A handful of variants later, scientists are asking once again: Is nasal swabbing really the best way to detect Omicron quickly and accurately?
What's Known So Far
Two preprint studies, not yet peer reviewed and done with small sample sizes, made a preliminary case for testing with saliva by swabbing the mouth or back of the throat.
A preprint from scientists with the COVID-19 Sports and Society Working Group compared nasal rapid antigen tests to saliva PCR tests. Among 30 people with active Omicron infections tested daily with a nasal swab and saliva rapid antigen test, the nasal rapid antigen test did not pick up positive infections until around a day after a saliva PCR test did.
Notably, viral load in the saliva peaked in a subset of five patients in the first 1-2 days -- before the nasal rapid antigen tests even showed a positive test.
Although it has already been established that PCR tests detect COVID-19 at a lower threshold than a rapid antigen test, this preprint suggests that nasal rapid antigen tests may not detect Omicron at its most infectious point.
"We observed people being infectious and confirmed that they were transmitting to other people during that high early saliva viral load" period, before a nasal swab detected the virus, said study author Blythe Adamson, PhD, MPH.
She said that while researchers did not do a direct comparison in this study, and can't recommend off-label use of a rapid antigen test (i.e., with saliva), manufacturers are likely to soon begin comparing rapid antigen tests via nasal or saliva swabs.
Another recent preprint from researchers in South Africa also suggested, based on 67 Omicron and Delta cases, that positive saliva tests were more reliable than positive nasal mid-turbinate swabs for Omicron.

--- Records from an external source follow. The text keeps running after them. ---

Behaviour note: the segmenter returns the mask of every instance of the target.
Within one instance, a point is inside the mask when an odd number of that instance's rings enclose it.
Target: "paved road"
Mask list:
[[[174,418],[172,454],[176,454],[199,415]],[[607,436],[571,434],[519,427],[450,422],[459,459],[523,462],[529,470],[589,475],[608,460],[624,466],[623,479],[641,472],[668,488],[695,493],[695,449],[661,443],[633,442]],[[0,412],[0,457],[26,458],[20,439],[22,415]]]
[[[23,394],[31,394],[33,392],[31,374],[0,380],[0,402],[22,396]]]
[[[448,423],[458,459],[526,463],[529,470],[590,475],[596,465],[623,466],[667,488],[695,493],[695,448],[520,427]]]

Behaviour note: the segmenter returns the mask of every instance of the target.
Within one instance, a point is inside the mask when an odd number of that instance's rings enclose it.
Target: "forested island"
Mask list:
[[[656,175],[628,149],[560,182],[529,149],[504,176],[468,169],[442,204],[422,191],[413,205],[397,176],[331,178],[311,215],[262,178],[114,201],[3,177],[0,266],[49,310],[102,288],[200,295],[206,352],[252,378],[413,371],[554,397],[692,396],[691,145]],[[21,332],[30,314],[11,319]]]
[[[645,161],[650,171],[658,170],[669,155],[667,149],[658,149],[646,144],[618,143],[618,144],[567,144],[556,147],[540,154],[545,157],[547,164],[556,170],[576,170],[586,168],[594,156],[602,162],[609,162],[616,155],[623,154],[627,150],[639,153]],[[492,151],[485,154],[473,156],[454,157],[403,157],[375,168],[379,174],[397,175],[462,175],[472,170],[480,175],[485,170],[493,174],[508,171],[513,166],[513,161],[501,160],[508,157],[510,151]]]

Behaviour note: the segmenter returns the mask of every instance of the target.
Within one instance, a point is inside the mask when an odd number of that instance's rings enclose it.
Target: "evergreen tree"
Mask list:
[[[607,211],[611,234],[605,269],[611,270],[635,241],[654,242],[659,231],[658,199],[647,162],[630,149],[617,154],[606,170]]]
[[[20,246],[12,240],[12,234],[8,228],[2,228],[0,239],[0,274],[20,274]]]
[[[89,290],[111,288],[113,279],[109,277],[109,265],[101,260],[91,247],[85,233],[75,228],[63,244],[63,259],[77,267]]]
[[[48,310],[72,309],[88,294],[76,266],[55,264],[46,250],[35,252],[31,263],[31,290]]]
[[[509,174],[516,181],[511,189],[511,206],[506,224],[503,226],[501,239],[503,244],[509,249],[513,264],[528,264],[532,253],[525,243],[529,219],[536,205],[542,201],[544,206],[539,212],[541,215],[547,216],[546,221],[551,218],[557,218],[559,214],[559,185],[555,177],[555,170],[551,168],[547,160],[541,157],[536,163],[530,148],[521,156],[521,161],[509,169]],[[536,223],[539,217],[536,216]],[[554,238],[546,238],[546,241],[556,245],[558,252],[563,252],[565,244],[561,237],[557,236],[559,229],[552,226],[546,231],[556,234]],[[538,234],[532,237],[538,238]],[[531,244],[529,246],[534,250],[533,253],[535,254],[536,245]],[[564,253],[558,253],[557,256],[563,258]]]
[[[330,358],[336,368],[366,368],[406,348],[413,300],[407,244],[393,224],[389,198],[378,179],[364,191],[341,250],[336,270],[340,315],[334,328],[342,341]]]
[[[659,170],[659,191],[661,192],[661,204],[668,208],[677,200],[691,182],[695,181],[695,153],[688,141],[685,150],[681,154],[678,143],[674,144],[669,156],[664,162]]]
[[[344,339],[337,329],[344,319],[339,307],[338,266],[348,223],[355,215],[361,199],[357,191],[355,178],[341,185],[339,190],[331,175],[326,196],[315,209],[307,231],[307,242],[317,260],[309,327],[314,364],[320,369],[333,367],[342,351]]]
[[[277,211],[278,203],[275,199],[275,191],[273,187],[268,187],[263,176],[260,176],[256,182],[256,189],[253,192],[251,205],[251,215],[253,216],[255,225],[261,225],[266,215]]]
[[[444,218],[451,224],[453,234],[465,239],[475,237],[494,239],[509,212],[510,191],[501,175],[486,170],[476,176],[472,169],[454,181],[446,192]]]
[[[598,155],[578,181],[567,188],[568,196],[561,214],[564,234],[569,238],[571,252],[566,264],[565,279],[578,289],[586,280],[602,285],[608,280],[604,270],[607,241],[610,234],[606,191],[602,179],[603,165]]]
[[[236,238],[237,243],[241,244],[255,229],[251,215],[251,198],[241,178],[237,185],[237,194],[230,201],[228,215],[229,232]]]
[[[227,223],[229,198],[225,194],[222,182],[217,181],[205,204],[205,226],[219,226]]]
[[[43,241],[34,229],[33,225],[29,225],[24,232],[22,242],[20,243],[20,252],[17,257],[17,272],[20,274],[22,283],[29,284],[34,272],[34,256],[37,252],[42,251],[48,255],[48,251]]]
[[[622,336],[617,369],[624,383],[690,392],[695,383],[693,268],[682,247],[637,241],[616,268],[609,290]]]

This is the opposite of Delta, where nasal swab results were more accurate than saliva swabs. Omicron had relatively more viral shedding in the mouth than in the nose compared with Delta.
For the saliva test, patients coughed three to five times, swabbed the inside of their cheeks, above and below the tongue, and on the gums and hard palate. The standard for comparison was a composite wherein infection was considered present if either the saliva or mid-turbinate swab came up positive.
But this is preliminary data, cautioned Benjamin tenOever, PhD, a microbiologist at NYU Grossman School of Medicine.
And it doesn't show a dramatic difference, he said. Looking over the figure in the study, he noted that "for Omicron, there is the same amount in saliva as it is for the [nasal] swab... I don't really know how you take that result and justify needing to ever do saliva or a mid-turbinate. It's really saying that you could do either."